The researcher caches source discoveries to reduce API costs and improve response time.

Cache Behavior: - Cache location: ~/.wikigr/cache/sources/ - Cache key: Hash of domain string - TTL: 7 days (configurable) - Format: JSON with timestamp

Cache Management:

# Clear cache (force fresh research)
rm -rf ~/.wikigr/cache/sources/

# Use fresh research (skip cache)
wikigr research-sources "domain" --no-cache

Error Handling

Exception Hierarchy

SeedResearcherError          # Base exception
├── LLMAPIError              # Anthropic API failures
├── ExtractionError          # URL extraction failures
├── ValidationError          # URL validation failures
└── ConfigurationError       # Missing API key, invalid config

Retry Logic

LLM API Calls: - Retries: 3 - Backoff: Exponential (1s, 2s, 4s, 8s) - Catches: anthropic.RateLimitError, anthropic.APIError

HTTP Requests: - Retries: 2 - Backoff: Linear (1s, 2s) - Catches: requests.ConnectionError, requests.Timeout

No Retry: - 400 Bad Request (client errors) - Validation failures (invalid URL format) - Configuration errors (missing API key)

Graceful Degradation

When strategies fail, the researcher gracefully degrades:

  1. Sitemap fails → Try RSS
  2. RSS fails → Try crawl
  3. Crawl fails → Try LLM
  4. LLM fails → Return partial results

Example:

try:
    urls = researcher.extract_article_urls(source, max_urls=100)
except ExtractionError as e:
    # Some strategies failed, but partial results returned
    print(f"Warning: {e}")
    print(f"Extracted {len(urls)} URLs (partial results)")

API Reference

DiscoveredSource

Dataclass representing an authoritative source.

@dataclass
class DiscoveredSource:
    domain: str                      # Domain name (e.g., "nasa.gov")
    url: str                         # Base URL
    authority_score: float           # Authority ranking (0.0-1.0)
    rationale: str                   # Why this source is authoritative
    article_count: int               # Number of extractable articles
    extraction_methods: list[str]    # Supported extraction methods

ExtractedURL

Dataclass representing a discovered article URL.

@dataclass
class ExtractedURL:
    url: str                         # Full article URL
    title: str | None                # Article title (if available)
    published_date: str | None       # Publication date (ISO format)
    extraction_method: str           # How URL was found
    authority_score: float           # Inherited from source
    content_score: float             # Content quality score (0.0-1.0)
    rank_score: float                # Final combined score

LLMSeedResearcher

Main researcher class.

__init__(api_key: str | None = None, model: str = "claude-opus-4-6")

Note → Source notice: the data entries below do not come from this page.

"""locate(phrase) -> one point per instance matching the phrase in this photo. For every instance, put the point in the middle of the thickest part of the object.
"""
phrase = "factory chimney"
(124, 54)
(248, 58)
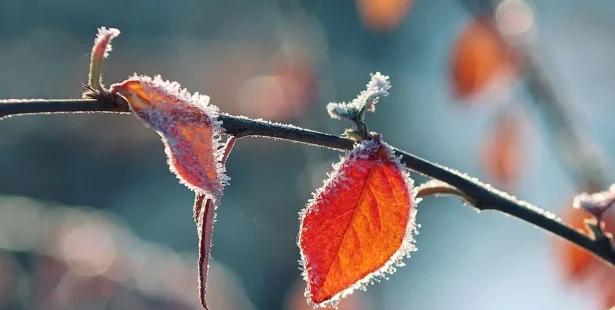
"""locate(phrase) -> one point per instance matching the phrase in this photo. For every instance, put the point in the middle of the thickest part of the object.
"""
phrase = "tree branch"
(483, 195)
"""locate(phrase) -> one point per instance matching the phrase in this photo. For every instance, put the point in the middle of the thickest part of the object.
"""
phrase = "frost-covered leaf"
(378, 86)
(503, 149)
(188, 126)
(359, 225)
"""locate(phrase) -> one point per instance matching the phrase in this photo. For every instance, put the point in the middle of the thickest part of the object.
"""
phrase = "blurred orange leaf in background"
(502, 151)
(581, 266)
(480, 58)
(383, 14)
(296, 301)
(358, 225)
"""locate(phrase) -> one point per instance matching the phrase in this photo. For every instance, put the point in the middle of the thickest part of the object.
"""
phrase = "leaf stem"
(482, 195)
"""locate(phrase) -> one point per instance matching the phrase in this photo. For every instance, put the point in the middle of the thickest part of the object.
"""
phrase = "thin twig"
(579, 155)
(482, 195)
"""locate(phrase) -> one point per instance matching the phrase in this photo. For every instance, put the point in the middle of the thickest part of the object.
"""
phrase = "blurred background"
(91, 217)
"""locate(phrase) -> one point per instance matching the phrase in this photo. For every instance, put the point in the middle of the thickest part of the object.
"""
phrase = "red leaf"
(359, 225)
(479, 58)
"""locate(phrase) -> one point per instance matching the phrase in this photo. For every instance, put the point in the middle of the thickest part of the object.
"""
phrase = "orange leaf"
(383, 14)
(502, 151)
(188, 127)
(359, 225)
(576, 261)
(479, 58)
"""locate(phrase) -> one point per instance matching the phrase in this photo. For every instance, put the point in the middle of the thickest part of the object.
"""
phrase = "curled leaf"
(596, 203)
(359, 225)
(188, 126)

Initialize researcher with Anthropic API client.

Parameters: - api_key: Anthropic API key (or from ANTHROPIC_API_KEY) - model: Claude model name (default: claude-opus-4-6)

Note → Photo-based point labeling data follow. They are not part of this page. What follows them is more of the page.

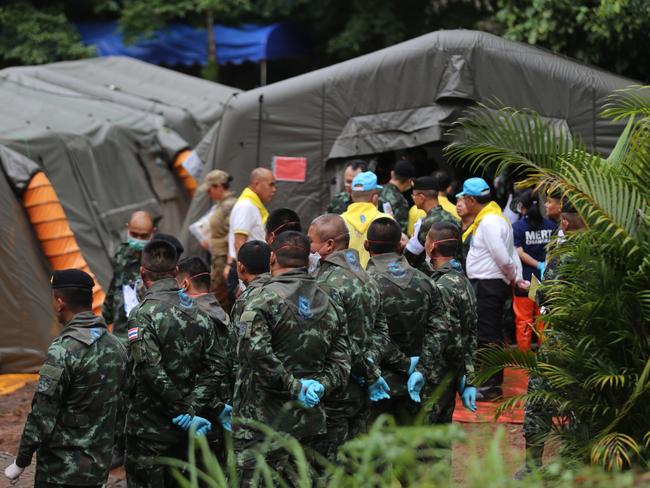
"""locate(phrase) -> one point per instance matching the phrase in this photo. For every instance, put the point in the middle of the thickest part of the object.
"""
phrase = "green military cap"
(71, 278)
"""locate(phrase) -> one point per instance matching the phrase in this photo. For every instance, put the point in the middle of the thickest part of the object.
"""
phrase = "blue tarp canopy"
(180, 44)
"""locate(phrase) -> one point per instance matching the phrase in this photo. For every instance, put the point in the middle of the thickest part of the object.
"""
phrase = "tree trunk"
(212, 48)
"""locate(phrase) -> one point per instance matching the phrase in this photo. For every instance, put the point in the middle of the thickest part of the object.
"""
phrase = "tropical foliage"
(390, 456)
(595, 361)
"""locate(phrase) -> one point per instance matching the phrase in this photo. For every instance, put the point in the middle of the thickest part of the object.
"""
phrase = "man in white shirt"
(492, 266)
(249, 214)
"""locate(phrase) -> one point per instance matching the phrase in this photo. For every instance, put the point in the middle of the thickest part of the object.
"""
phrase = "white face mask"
(314, 260)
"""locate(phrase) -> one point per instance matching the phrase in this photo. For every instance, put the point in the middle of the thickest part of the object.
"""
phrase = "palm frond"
(628, 102)
(615, 451)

Raises: - ConfigurationError: If API key not provided and not in environment

discover_sources(domain: str, max_sources: int = 10) -> list[DiscoveredSource]

Discover authoritative sources for a domain using LLM.

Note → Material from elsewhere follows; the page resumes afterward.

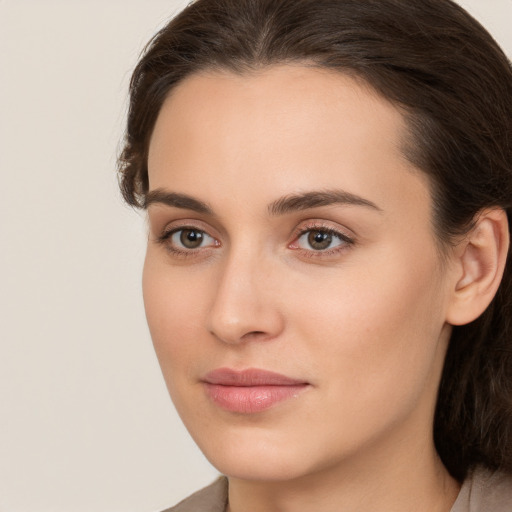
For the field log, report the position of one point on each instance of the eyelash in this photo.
(346, 241)
(165, 240)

Parameters: - domain: Topic or domain (e.g., "quantum physics") - max_sources: Maximum number of sources to return

Returns: - List of DiscoveredSource objects ranked by authority

Raises: - LLMAPIError: On Anthropic API failures

extract_article_urls(source: DiscoveredSource, max_urls: int = 100, strategies: list[str] | None = None) -> list[ExtractedURL]

Extract article URLs using multi-strategy approach.

Parameters: - source: DiscoveredSource to extract from - max_urls: Maximum URLs to extract - strategies: Strategies to try (default: ["sitemap", "rss", "crawl", "llm"])

Returns: - List of ExtractedURL objects

Raises: - ExtractionError: On extraction failures (with partial results)

validate_url(url: str) -> bool

Validate URL accessibility and content type.

Parameters: - url: URL to validate

Returns: - True if URL is valid and accessible, False otherwise

rank_urls(urls: list[ExtractedURL]) -> list[ExtractedURL]

Rank URLs by authority, recency, and content quality.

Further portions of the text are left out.